Beyond the obvious health and economic dangers associated with COVID-19, the coronavirus pandemic has ushered in a virtual onslaught of online scams. Google reports that during the week of April 13 alone, it identified over 18 million daily malware and phishing emails related to COVID-19 scams, on top of more than 240 million daily spam messages related to the novel coronavirus.
Using both fear and financial incentives to convince users to respond, these scams run the gamut, from impersonating various government agencies to soliciting donations to pretending to have information about government stimulus payments.
Of particular concern with so many people working remotely from their homes are phishing scams. Using a combination of phone calls, emails, bogus websites, and text messages, these scams typically enable cybercriminals to take control of your computer, log your keystrokes, or access sensitive personal information and financial data.
Coronavirus-related phishing emails can take on a variety of different forms. Cybercriminals, for example, have sent phishing emails designed to look like they are from the U.S. Centers for Disease Control and Prevention, falsely claiming to link to a list of coronavirus cases in your area.
Phishers have sent emails that offer purported medical advice to help protect you against coronavirus. Scammers have even targeted employees’ workplace email accounts, claiming to provide updated company policies with respect to coronavirus.
What to watch for
To protect yourself from phishing scams — particularly at a time when so many of us already feel vulnerable due to the COVID-19 scare – it is essential to learn about the methods cybercriminals use and the signs that indicate you may be a potential victim.
With more people than ever checking in on social media channels, it is important to resist the temptation to click on ads posted by scammers that claim to offer a treatment, cure, or just more information about COVID-19. Doing so could potentially download malware onto your device. You might also end up buying a product that is useless. Meanwhile, you have shared personal information, including your credit card number.
Online requests for personal information should always be avoided. An email that seeks confidential information such as Social Security numbers, passwords, or financial information, is likely a phishing scam.
Legitimate organizations will never request sensitive information via email or phone, and most banks and credit unions won’t ask for your information unless you are the one contacting them.
It is equally important to avoid emails that insist you act immediately or use other intimidation tactics, such as threatening to disable an account or delay services until you update certain information. The goal of such phishing emails is to get you to click on a link and provide personal information immediately. Instead, delete the message.
Generic greetings or grammatical errors are other potential tipoffs to a phishing email. The email often looks legitimate and may begin with “Dear Sir/Madam.” Look carefully for typos, misspelled words, or a contact address that doesn’t match the company that supposedly originated the email.

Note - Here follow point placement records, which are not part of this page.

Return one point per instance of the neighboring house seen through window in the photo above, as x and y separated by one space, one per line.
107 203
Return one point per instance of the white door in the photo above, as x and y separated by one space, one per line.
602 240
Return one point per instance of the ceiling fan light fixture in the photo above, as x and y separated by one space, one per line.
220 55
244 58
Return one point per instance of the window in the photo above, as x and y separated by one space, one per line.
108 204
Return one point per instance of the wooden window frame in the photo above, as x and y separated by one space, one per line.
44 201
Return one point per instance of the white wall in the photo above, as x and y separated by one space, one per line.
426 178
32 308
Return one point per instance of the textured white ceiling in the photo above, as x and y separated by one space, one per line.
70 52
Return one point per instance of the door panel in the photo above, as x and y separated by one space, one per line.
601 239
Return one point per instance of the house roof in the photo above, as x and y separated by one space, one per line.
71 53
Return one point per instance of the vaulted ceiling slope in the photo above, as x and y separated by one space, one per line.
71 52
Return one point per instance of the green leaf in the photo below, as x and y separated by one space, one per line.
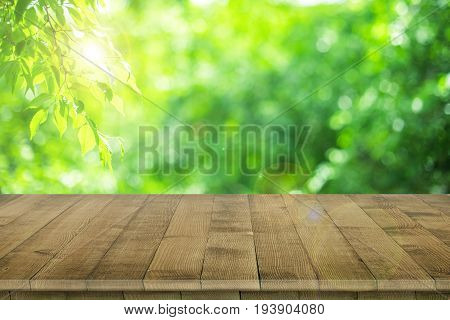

Also avoid emails from a bank or other organization with which you don’t have an account. All of these represent red flags that you may be the target of a phishing scam.
Next, never use links in an email to connect to a website unless you are absolutely sure they are authentic. Instead, open a new browser and type the URL directly into the address bar.
If you receive an email from a friend with just a link, be wary, inspect it, and ask your friend what the intent was before agreeing to click on the link.
You can inspect a link by hovering your mouse over the URL without clicking, to see where it leads. While it can sometimes be obvious that the web address is not legitimate, phishers are good at creating links that closely resemble legitimate addresses.
Finally, it is always important to treat email attachments with caution. Email attachments are commonly used by online scammers to sneak a virus onto your computer. These viruses can help the scammer to steal important information from your computer, even if you don’t provide that information directly.
And never submit confidential information via forms embedded within email messages. Senders are often able to track and capture any information that is entered.
Bottom line: Your security is important, particularly in these uncertain times. As a result, it is essential to educate yourself so that you avoid becoming the next victim of these often very convincing phishing scams.